Alors que les Kinois s’apprêtaient à vivre une journée sous haute tension, le présidium de la C64 a pris de court une partie de ses troupes. À la demande des principales confessions religieuses (CENCO et ECC), qui affirment avoir obtenu du chef de l’État l’organisation prochaine d’un dialogue national inclusif, la coalition a finalement décidé de reporter sa marche du 22 juillet. Initialement, cette mobilisation devait exiger la démission de Félix Tshisekedi pour « trahison de son serment constitutionnel ».

Colère et « arrangements obscurs »

Cette volte-face a provoqué une onde de choc au sein d’une frange de l’opposition, majoritairement en exil, qui rejette ce compromis. Pour de nombreux contestataires, la plateforme, créée à l’origine pour faire barrage à toute tentative de révision de la Constitution, s’éloigne de ses objectifs initiaux. Certains appellent ouvertement la population à se désolidariser de la coalition.

La déception gagne également les rangs des responsables politiques. Députée nationale d’Ensemble pour la République, le parti de Moïse Katumbi, et membre du présidium de la C64, Dominique Munongo n’a pas caché son amertume. L’élue s’interroge publiquement sur l’existence d’éventuelles négociations menées en coulisses.

« C’est à se demander s’il y a des arrangements obscurs en coulisses », a-t-elle déclaré, déplorant le revirement de la plateforme. « Pourquoi reporter la marche du 22 juillet ? La population avait placé tant d’espoir dans la C64. C’est tout simplement pathétique ! »

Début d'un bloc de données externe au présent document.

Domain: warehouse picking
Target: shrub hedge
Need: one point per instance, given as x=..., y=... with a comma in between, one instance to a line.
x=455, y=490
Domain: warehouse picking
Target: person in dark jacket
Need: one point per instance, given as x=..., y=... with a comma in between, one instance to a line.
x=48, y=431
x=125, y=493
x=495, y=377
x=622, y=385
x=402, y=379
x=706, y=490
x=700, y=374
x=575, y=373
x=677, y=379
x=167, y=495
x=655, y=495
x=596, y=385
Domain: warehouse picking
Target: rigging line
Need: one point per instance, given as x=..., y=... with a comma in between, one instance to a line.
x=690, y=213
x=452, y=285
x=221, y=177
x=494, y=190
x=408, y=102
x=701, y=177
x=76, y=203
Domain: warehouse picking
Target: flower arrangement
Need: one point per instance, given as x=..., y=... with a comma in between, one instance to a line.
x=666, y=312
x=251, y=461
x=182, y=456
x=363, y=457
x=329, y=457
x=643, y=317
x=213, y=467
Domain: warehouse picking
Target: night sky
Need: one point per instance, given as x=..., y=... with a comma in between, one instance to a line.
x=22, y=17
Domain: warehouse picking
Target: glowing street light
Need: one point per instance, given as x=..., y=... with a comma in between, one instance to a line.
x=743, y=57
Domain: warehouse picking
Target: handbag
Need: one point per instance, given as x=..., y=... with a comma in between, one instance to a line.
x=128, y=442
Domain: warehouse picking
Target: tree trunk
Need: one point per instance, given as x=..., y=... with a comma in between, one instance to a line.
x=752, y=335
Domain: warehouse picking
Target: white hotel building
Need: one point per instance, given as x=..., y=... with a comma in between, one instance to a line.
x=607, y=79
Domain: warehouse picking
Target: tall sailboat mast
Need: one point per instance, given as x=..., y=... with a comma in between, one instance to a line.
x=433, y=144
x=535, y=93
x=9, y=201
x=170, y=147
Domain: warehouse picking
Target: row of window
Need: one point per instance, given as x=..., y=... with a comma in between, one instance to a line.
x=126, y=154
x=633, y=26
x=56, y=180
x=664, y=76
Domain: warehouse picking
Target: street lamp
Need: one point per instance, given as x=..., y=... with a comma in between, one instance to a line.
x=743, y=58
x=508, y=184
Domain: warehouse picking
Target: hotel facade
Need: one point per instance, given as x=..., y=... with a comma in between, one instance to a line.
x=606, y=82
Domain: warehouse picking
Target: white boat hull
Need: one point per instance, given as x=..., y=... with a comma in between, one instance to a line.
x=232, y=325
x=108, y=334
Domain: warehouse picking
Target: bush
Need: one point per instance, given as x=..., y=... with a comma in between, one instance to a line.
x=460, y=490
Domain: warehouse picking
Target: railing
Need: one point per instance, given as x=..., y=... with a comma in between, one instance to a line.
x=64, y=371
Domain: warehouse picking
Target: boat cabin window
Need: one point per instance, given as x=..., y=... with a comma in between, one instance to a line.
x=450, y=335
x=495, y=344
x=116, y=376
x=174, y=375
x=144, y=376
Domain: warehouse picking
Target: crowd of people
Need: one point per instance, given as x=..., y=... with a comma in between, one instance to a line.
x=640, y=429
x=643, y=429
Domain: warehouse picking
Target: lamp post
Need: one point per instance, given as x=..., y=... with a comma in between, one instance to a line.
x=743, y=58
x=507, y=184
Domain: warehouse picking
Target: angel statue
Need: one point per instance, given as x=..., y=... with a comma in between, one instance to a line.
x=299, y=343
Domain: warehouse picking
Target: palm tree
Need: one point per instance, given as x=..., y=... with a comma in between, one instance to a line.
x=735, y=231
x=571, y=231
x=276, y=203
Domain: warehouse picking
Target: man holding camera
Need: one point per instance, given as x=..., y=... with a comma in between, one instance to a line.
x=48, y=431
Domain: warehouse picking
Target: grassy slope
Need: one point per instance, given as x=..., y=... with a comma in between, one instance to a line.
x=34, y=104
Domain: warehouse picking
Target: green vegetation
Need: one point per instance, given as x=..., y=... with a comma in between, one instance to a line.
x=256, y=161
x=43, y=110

Face à cette fronde, les dirigeants de la C64 justifient ce revirement par leur volonté de donner « une véritable chance au dialogue ». Ils ont toutefois assorti cette suspension d’un ultimatum : si le dialogue national inclusif n’est pas officiellement convoqué au plus tard le 15 août 2026, la coalition menace de reprendre des actions citoyennes pacifiques sur l’ensemble du territoire.

En attendant, les modalités et la feuille de route de ces assises restent à définir par les facilitateurs religieux, entretenant un climat politique marqué par de fortes incertitudes.